FITNESS & HEALTH

Perencanaan Berpuasa yang Tepat bagi Pasien Diabetes

Raka Lestari
Kamis 29 April 2021 / 11:32
Jakarta: Bagi pasien diabetes yang ingin melakukan ibadah puasa sebaiknya terlebih dahulu melakukan konsultasi kepada dokter. Melakukan konsultasi sebelum berpuasa sangat penting, karena tubuh tidak boleh makan dan minuma selama 13 sampai 14 jam saat berpuasa.

Hal ini tentu perlu diperhatikan, agar meskipun puasa para penderita diabetes tetap fit dan sehat menjalaninya.

"Bagi pasien diabetes yang ingin berpuasa, idealnya adalah dengan konsultasi terlebih dahulu. Jadi pada waktu enam sampai delapan minggu sebelum puasa, sebaiknya berkonsultasi terlebih dahulu ke dokter untuk dilihat history nya," ujar dr. Juwalita Surapsari, M.Gizi, Sp.GK, dokter spesialis gizi klinik dari RS Pondok Indah, Pondok Indah.

"Selama tiga bulan terakhir, apakah pernah gula darahnya turun? Atau apakah gula darahnya tinggi atau tidak?," lanjutnya.

Dr. Lita menambahkan kamu perlu melihat risikonya, kemudian baru diberikan penyesuaian obat. Selain itu juga diberikan meal plan-nya seperti apa.

Beberapa poin penting yang harus diperhatikan bagi mereka yang menderita diabetes, namun tetap ingin puasa menurut dr. Lita adalah, periksa gula darah secara berkala. Jika gula darah kurang dari 70 sebaiknya stop berpuasa. Begitu pula jika gula darahnya lebih dari 300 sebaiknya juga stop berpuasa.

"Pasien yang boleh puasa biasanya adalah pasien diabetes tipe 2 yang pengobatannya hanya berupa obat minum. Itu boleh karena tinggal penyesuaian obat saja. Pasien terapi cuci ginjal sebaiknya tidak, dan pasien diabetes yang sedang hamil juga sebaiknya tidak berpuasa," tambah dr. Lita.
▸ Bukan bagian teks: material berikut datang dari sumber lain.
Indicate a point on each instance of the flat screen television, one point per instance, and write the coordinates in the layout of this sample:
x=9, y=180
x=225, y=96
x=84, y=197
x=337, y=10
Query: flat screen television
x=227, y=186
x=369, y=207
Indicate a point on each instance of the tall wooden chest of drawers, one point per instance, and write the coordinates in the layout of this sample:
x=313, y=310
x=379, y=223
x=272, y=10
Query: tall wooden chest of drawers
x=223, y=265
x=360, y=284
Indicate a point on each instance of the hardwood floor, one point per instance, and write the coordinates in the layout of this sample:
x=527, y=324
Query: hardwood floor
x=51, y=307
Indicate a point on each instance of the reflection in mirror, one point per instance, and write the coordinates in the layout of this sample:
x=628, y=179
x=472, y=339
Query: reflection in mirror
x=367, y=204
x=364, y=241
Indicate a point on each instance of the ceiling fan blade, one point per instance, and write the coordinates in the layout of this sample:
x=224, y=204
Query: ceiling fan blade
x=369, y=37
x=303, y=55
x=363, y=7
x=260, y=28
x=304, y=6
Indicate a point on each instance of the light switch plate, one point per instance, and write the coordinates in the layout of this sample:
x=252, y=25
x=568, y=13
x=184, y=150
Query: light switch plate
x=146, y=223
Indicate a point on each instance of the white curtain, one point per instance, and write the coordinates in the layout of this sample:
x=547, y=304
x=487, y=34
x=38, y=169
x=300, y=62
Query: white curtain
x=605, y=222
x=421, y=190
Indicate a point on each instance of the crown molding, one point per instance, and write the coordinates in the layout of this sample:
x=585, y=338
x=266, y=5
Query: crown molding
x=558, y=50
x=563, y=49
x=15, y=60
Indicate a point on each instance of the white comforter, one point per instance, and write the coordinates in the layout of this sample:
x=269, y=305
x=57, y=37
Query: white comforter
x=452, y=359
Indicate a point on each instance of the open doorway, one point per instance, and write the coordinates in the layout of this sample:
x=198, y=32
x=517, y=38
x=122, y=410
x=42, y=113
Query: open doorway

Menurut dr. Lita, cara agar pasien diabetes tetap sehat yang terpenting adalah kebutuhan kalori harus terpenuhi dan hidrasi yang cukup. Penderita diabetes biasanya memiliki masalah pada metabolisme gula, sehingga perlu diperhatikan pula asupan makanan saat berbuka puasa. Sebab pada saat buka puasa banyak orang yang cenderung makan berlebihan.

"Memang benar saat buka sebaiknya makan makanan manis tetapi harus yang tepat. Salah satu makanan manis yang paling baik adalah buah kurma. Kurma itu termasuk yang kandungan glikemiks indeksnya sedang. Sehingga tidak langsung menaikkan gula darah," ucap dr. Lita

"Selain itu, kurma juga mengandung serat sehingga bisa menurunkan kadar glikemiks indeks. Orang diabetes boleh mengonsumsi dua atau tiga buah kurma itu sudah cukup," pungkasnya.